Technical recipes for frequently and infrequently recurring problems
If we are running a critical service that is not yet monitored in nagios, here’s how to add it.
Put something that looks like this in /usr/local/nagios/libexec
. This example
is check_sidekiq
:
#!/bin/bash
function isrunning {
# systemctl reports sidekiq running
RUNNING=$(systemctl status sidekiq | grep running)
if [ "$RUNNING" ]; then
echo "OK - sidekiq is running"
exit 0
else
echo "CRITICAL - sidekiq is not running"
exit 2
fi
}
isrunning
An exit code of 0 means everything is fine. An exit code of 1 is a warning, and
an exit code of 2 means the service is in a CRITICAL
state. Make sure this file
is executable by the nagios
user and that it runs as you’d expect (i.e., make
sure it is really detecting whether the system is down).

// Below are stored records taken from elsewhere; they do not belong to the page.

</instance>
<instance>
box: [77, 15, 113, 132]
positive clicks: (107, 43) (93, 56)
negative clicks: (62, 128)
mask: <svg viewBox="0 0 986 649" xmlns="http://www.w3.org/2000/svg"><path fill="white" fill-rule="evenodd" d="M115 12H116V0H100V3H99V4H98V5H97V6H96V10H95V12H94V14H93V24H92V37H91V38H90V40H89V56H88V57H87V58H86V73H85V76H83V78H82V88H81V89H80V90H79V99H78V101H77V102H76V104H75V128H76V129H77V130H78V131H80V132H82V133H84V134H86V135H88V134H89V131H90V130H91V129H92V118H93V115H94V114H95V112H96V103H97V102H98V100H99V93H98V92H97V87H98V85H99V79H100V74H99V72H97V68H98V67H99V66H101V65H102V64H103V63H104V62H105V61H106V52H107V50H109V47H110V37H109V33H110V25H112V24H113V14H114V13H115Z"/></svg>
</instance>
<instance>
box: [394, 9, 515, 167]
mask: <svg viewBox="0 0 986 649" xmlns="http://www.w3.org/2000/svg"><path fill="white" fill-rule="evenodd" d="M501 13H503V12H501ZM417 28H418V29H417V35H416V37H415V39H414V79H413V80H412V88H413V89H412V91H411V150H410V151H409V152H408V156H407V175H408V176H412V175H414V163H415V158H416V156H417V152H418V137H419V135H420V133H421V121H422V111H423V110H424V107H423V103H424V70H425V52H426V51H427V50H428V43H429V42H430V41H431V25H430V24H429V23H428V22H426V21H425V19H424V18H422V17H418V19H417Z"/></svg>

Edit /usr/local/nagios/etc/nrpe.cfg
and add a line like this:
# Check whether sidekiq is running
command[check_sidekiq]=/usr/local/nagios/libexec/check_sidekiq
sudo systemctl restart xinetd
Edit /usr/local/nagios/etc/objects/remotehosts.cfg
and add a service definition:
define service{
use dce-service
hostgroup_name sidekiq
service_description sidekiq
check_command check_nrpe!check_sidekiq
event_handler nrpe_event_handler!restart_sidekiq
}
Note the event_handler
is further described in the Restart Services guide. This is an nrpe run command, so our command
is check_nrpe
, with the local command passed as an argument, in this case check_sidekiq
.
sudo systemctl stop nagios
pkill nagios
sudo systemctl restart nagios
Make sure it came back up correctly. Nagios won’t restart if there are syntax errors
in the config files. Check /usr/local/nagios/var/nagios.log